Is Arbitrage Betting Legal?
Since arbitrage betting is using your brain to take advantage of mathematical differences between different bookies there is nothing illegal about it.
A good arber is simply skilled and intelligent enough to spot and exploit an opportunity, they aren’t breaking any laws or stealing or anything like that.
However, bookmakers have the right to refuse service to anyone and have their own in house terms and conditions, so while there is no law to prohibit you from arbing there is equally no law that says the bookie has to let you do it.
Still, you won’t end up in court for it or anything, but you might end up in the bookies bad books.
The Problem with Arbing
Although arbing works so long as the maths are sound, it isn’t always easy.
Finding the opportunities without software (that usually costs money unless you can create it yourself) is difficult, but not impossible, although you will need to be quick to make your bets before the odds move.
On top of this, the margin that you can make is often fairly small, so you need to do it a lot to make it worthwhile unless you can place very large bets. But the larger your bet the more likely the bookie is to spot what you are doing, and the more money you will need in your exchange account as liability which can be prohibitive to a lot of people. That takes us on nicely to the next issue.
Even if making smaller bets, you will still need a good deal of money in your exchange accounts in order to cover your lay bets, as you are essentially operating as a bookmaker for these, and will need to pay out if/when your lay bets lose. Of course, if your lay bet loses it means your back bet has won, so the money is essentially just in a different place, but you still need a fair whack up front in order to arb.

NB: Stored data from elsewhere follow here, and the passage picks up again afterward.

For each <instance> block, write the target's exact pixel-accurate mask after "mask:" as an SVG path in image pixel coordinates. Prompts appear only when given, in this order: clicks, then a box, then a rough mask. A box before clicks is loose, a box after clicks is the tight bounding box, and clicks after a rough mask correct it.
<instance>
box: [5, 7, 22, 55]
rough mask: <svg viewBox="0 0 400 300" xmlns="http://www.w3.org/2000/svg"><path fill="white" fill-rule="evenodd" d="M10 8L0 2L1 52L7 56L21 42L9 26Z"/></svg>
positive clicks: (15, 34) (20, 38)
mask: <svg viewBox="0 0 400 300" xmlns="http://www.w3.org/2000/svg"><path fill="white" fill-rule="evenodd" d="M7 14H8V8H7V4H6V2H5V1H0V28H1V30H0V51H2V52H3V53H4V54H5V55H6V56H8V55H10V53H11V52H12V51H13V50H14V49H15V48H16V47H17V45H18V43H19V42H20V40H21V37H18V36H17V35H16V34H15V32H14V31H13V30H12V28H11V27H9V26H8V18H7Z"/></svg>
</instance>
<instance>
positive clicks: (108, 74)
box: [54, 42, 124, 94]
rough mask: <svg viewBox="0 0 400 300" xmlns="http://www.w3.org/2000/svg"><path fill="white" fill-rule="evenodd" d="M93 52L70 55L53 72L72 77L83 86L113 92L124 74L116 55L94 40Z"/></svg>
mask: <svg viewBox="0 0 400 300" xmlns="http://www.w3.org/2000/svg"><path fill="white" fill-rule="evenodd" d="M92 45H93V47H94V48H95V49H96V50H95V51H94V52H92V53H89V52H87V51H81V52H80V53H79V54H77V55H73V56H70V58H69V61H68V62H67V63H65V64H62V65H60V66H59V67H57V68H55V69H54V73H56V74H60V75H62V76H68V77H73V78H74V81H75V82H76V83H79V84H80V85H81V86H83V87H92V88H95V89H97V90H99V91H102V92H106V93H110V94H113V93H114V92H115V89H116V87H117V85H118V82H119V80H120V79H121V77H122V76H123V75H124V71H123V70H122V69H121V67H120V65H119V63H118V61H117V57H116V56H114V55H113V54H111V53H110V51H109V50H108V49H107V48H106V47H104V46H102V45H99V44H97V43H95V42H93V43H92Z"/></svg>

When backing an outcome you only need the amount of your stake, so you don’t have the same issue with your back bets.
Given the amount of money at stake even for smaller arbs, any tiny error or mis-timed bet can cause catastrophic losses.
Lastly, if a bookie catches on to what you are doing they may well close or limit your account. This is known as ‘gubbing’, and it makes it impossible for you to carry on.
The bookie will either not allow you to bet at all, or limit your stakes to such small sizes that it’s just not worth the effort.
There are strategies that really determined arbers use to hide what they are doing, such as making ‘mug bets’, only backing in betting shops using cash, and rounding stake sizes up or down, but online bookies are pretty good at spotting arbitrage betting patterns, so most people who arb are living on borrowed time.